Laten we daarmee beginnen. In deze interpretatie betekent risicosturing gestuurd worden door de mogelijke risico’s. Dit zou betekenen dat zodra een risico opdoemt een koerswijziging nodig is, vanwege dat risico. Dus letterlijk of figuurlijk een ruk aan het stuur naar rechts of links, of wellicht hard remmen. Een risico wordt gebruikelijk gezien als een onzekere gebeurtenis of situatie in de nabije of verdere toekomst, met vervelende, ongewenste gevolgen bij optreden. Punt is echter dat het helemaal niet zeker óf het risico zich wel daadwerkelijk manifesteert, en zo ja wanneer. Door dus op élk risico afwerend te reageren zal in de praktijk van alles aan beheersing in gang worden gezet, of juist aan activiteiten worden vermeden, wat achteraf helemaal niet nodig blijkt. Want gelukkig lang niet alles wat wij mensen als risico beschouwen gebeurt (het omgekeerde is trouwens ook het geval). Dit is dus een vorm van rigide en absurde risicosturing, die uiteindelijk alles tot stilstand brengt. Iets wat nadrukkelijk niét de bedoeling is van risicogestuurd werken.

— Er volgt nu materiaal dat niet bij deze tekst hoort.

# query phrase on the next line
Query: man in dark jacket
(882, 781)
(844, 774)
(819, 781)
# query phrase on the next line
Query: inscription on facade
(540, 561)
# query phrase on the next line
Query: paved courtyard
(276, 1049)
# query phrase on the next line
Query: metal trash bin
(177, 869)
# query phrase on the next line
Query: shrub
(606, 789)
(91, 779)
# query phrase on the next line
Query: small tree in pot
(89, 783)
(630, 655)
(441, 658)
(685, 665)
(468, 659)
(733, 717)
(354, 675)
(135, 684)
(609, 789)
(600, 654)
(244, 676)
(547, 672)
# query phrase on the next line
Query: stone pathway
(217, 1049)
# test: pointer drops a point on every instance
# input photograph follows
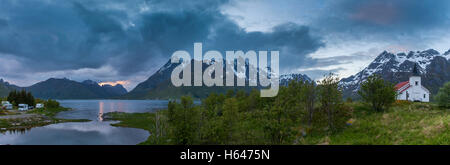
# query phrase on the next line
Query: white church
(413, 90)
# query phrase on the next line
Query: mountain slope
(159, 85)
(68, 89)
(433, 66)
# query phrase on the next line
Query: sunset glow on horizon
(114, 83)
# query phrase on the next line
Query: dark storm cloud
(70, 35)
(384, 18)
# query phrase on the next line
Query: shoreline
(19, 121)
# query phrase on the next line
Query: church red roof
(401, 84)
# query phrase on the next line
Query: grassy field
(35, 118)
(407, 124)
(404, 124)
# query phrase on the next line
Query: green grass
(403, 124)
(50, 112)
(135, 120)
(410, 124)
(44, 117)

Dan nu de andere manier om risicosturing te bekijken. Dit betekent sturing van de mogelijke risico’s, op basis van wat je wilt bereiken of realiseren. Met andere woorden, op basis van doelstellingen. Bij deze benadering past een risico-definitie die meer en meer in diverse richtlijnen en standaarden opdoemt: risico is het effect van een onzekere situatie of gebeurtenis op doelstellingen. Hierbij zijn doelen in brede zin, dus ook bepaalde resultaten of eisen, het uitgangspunt. Je wilt iets realiseren of bereiken, en kijkt daarbij kritisch om je heen welke onzekerheden daar een negatief (of positief!) effect op hebben. Dit zijn de relevante risico’s, waarbij je vervolgens besluit om daar al dan niet iets aan te doen. Zo’n besluit is onder andere afhankelijk van je eigen risicobereidheid, en van de mogelijkheden en bijbehorende kosten om zo’n risico te beperken. Bij deze benadering ligt de focus dus op het sturen van het risico. Dit wordt bedoeld met risicogestuurd werken.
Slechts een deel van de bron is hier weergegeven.